Document Type

Honors Project

First Advisor

Dr. Harriet E. Hayes

Degree Award Date

Spring 5-4-2024

Keywords

medicine, mortality, medical education, palliative care, empathy and medicine, end-of-life care

Disciplines

Bioethics and Medical Ethics | Interprofessional Education | Medicine and Health | Pain Management | Palliative Care | Psychiatric and Mental Health | Quality Improvement

Abstract

Practitioners in the medical field attend to health issues across one’s lifespan from birth to death and everything in between. A common conflict in today’s practice of medicine is establishing the true function of medicine. The complete reliance on medicine to ward off death proliferates the biomedicalization of natural life processes, like death. Biomedicalization is the process in which medical authority and its accompanying technology begin to control other aspects of daily life. With medicine’s ultimate goal being to cure disease and fight death, it interferes with the inevitability of human mortality. End-of-life treatment can be taken too far without acknowledging patient desires and values as they near the end of their life. Furthermore, the emotions surrounding mortality are something heavily avoided and rarely discussed by practitioners.

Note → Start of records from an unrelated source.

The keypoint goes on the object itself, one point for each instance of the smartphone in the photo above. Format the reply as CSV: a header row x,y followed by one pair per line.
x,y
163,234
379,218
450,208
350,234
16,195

The question of how we can better prepare our nurses and doctors to navigate mortality in medicine guided this research. Common tensions emerged throughout this study including the general lack of preparation for the immense responsibility young professionals face in medicine; the difficulty of navigating challenging end-of-life conversations; developing the emotional agility to navigate one’s own emotions; and practicing medicine as a compassionate professional.

Recommended Citation

Dougherty, Maren. "Mortality in Medicine." Senior Honors Projects. Bridgewater College. 2024.